それもそのはず、一人暮らしをしていて昼過ぎに起きて夜お店に行って深夜に帰って来ることを繰り返していたみたいだっただから。
ある日彼女と話をしていると、今度相談に乗ってほしいと言われてね。
それでその相談に乗ってほしい日が、1997年7月3日だったわけで。
車で家に帰ってきたところに彼女が待っていて、今日はお店休みだからと言ってね。
それで家に入るように言ったら、車でドライブしたいと言ったものだったから、私も時間があったから家に荷物を置いてドライブに出かけてね。

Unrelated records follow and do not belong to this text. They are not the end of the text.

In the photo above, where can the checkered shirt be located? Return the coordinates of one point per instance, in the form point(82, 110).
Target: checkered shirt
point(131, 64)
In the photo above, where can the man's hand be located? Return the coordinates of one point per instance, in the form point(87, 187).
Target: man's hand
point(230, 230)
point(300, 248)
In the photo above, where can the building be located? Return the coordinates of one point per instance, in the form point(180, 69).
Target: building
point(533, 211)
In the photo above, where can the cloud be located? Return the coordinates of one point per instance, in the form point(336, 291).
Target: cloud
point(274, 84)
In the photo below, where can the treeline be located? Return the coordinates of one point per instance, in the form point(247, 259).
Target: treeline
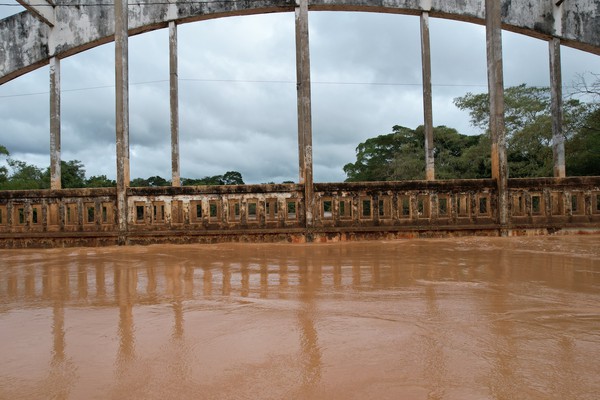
point(24, 176)
point(400, 155)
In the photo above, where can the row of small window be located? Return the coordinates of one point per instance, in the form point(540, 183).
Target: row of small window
point(384, 207)
point(214, 210)
point(20, 216)
point(557, 206)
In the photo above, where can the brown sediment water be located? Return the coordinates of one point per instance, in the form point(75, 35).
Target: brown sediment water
point(469, 318)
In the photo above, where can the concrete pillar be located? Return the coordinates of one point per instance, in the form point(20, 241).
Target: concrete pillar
point(558, 139)
point(304, 108)
point(122, 112)
point(174, 96)
point(427, 100)
point(55, 173)
point(496, 92)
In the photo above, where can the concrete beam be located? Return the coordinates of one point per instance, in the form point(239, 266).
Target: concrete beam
point(496, 93)
point(174, 101)
point(427, 97)
point(43, 10)
point(122, 111)
point(26, 43)
point(558, 138)
point(55, 170)
point(304, 109)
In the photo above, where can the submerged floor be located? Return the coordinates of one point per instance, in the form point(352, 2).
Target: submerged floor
point(471, 318)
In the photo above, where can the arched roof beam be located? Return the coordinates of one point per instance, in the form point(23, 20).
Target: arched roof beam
point(26, 43)
point(43, 10)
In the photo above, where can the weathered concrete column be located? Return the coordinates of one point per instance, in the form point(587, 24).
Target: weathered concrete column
point(174, 96)
point(304, 108)
point(427, 100)
point(122, 111)
point(55, 173)
point(496, 92)
point(558, 138)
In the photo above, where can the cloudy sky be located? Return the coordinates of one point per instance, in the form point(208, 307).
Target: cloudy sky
point(238, 94)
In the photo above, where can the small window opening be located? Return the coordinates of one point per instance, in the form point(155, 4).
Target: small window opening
point(139, 213)
point(483, 205)
point(366, 208)
point(327, 209)
point(405, 207)
point(443, 206)
point(91, 214)
point(252, 211)
point(536, 204)
point(291, 206)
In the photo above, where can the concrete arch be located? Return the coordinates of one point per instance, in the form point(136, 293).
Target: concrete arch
point(27, 43)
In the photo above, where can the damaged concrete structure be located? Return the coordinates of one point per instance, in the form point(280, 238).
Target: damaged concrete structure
point(306, 211)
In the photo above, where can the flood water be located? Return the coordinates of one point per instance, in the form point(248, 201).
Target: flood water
point(471, 318)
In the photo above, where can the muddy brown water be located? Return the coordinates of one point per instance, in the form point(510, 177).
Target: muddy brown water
point(474, 318)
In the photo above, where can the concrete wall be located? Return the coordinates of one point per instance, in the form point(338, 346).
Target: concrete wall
point(27, 43)
point(266, 213)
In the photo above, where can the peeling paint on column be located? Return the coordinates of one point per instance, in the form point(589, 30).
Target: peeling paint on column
point(55, 167)
point(174, 103)
point(427, 98)
point(558, 138)
point(496, 91)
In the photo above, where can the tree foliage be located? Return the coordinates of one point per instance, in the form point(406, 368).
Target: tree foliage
point(229, 178)
point(24, 176)
point(528, 125)
point(400, 155)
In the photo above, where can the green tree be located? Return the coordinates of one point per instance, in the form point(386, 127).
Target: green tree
point(139, 182)
point(3, 170)
point(99, 181)
point(229, 178)
point(375, 155)
point(528, 126)
point(232, 178)
point(582, 151)
point(400, 155)
point(158, 181)
point(24, 176)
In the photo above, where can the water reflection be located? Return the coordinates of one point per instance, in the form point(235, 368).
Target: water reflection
point(425, 319)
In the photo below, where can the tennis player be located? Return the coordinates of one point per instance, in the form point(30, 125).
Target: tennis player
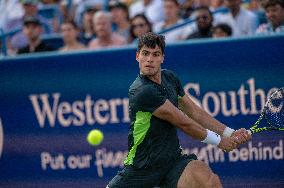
point(158, 106)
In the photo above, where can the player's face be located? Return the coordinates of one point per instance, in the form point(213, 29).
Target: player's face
point(150, 60)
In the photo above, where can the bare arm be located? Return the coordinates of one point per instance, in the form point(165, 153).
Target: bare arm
point(177, 118)
point(201, 116)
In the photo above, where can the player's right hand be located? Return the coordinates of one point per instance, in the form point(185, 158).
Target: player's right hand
point(228, 143)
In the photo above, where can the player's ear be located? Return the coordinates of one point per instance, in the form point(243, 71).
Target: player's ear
point(163, 59)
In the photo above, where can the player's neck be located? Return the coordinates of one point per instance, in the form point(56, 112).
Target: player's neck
point(156, 78)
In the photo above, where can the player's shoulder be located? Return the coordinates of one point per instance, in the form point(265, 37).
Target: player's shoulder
point(169, 73)
point(142, 87)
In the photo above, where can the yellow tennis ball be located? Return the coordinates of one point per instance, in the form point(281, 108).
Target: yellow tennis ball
point(95, 137)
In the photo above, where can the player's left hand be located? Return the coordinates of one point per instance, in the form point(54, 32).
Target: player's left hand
point(241, 136)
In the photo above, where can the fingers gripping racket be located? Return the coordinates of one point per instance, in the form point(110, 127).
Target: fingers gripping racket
point(272, 114)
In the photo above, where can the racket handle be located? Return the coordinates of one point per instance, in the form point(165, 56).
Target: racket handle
point(249, 132)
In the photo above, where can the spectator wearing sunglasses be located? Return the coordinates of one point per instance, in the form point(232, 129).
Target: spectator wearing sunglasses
point(204, 22)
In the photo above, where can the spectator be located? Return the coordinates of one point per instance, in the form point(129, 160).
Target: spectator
point(152, 9)
point(32, 29)
point(187, 8)
point(87, 29)
point(242, 21)
point(139, 25)
point(221, 30)
point(274, 10)
point(19, 40)
point(120, 18)
point(104, 35)
point(70, 33)
point(171, 10)
point(204, 21)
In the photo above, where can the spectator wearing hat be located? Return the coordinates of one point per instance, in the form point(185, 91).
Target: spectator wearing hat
point(87, 26)
point(70, 32)
point(204, 22)
point(152, 9)
point(243, 22)
point(221, 30)
point(32, 30)
point(139, 25)
point(274, 10)
point(30, 9)
point(120, 18)
point(172, 12)
point(105, 37)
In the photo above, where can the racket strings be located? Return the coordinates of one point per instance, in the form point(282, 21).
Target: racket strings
point(274, 112)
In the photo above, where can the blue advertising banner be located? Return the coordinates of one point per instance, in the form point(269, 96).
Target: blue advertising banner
point(50, 102)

この前家に来た時に、今度相談に乗ってほしいと言っていたから、その話をするのかと思って車を走らせたんだけど、一向に相談の話にならなくてね。
それで私が、相談があったんじゃないのって聞いたら、今はいいって言って車を止めて静かなところで話したいって言ったものだから、車を止めて静かに話せるところなんてあるようでなくてね。
それで車を走らせていたらあるお寺を思い出して、そのお寺の山門から入ったところに誰もいない駐車場があって、ここならいいと言うので車を止めたんだけど。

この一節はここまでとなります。